Tsukada T, Eguchi K, Migita K, Kawabe Y, Kawakami A, Matsuoka N, Takashima H, Mizokami A, Nagataki S
First Department of Internal Medicine, Nagasaki University School of Medicine, Japan.
Biochem Biophys Res Commun. 1995 May 25;210(3):1076-82. doi: 10.1006/bbrc.1995.1766.
Transforming growth factor beta 1 (TGF-beta 1) is a potent growth inhibitor of human umbilical vein endothelial cells (HUVEC). We investigated whether apoptosis is involved in the TGF-beta 1 mediated HUVEC growth inhibition. Using immunofluorescence microscopy and staining by propidium iodide, we showed HUVEC treated with TGF-beta 1 contained characteristic apoptotic nuclei with condensation of chromatin. FACS analysis demonstrated that the number of cells with hypodiploid DNA contents were increased in HUVEC treated with TGF-beta 1. The DNA fragmentation assay exhibited typical ladder formation in TGF-beta 1-treated HUVEC. Using Western blot analysis, the expression of bcl-2 on HUVEC was down-regulated by TGF-beta 1-treatment. These findings suggest that TGF-beta 1 regulates the growth of HUVEC by inducing apoptosis accompanied with down-regulation of bcl-2 expression.

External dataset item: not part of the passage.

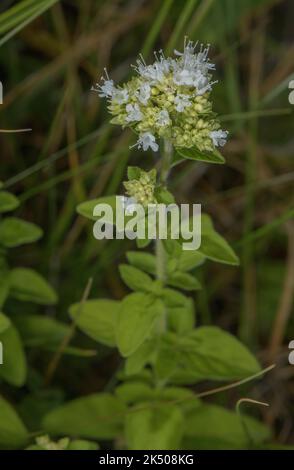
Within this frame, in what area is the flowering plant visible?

转化生长因子β1(TGF-β1)是一种对人脐静脉内皮细胞(HUVEC)具有强大抑制作用的生长因子。我们研究了细胞凋亡是否参与TGF-β1介导的HUVEC生长抑制过程。通过免疫荧光显微镜检查和碘化丙啶染色,我们发现用TGF-β1处理的HUVEC含有具有染色质凝聚特征的凋亡细胞核。流式细胞仪分析表明,用TGF-β1处理的HUVEC中DNA含量为亚二倍体的细胞数量增加。DNA片段化分析显示,在经TGF-β1处理的HUVEC中出现了典型的梯形条带。使用蛋白质印迹分析,TGF-β1处理可下调HUVEC上bcl-2的表达。这些发现表明,TGF-β1通过诱导细胞凋亡并伴随bcl-2表达下调来调节HUVEC的生长。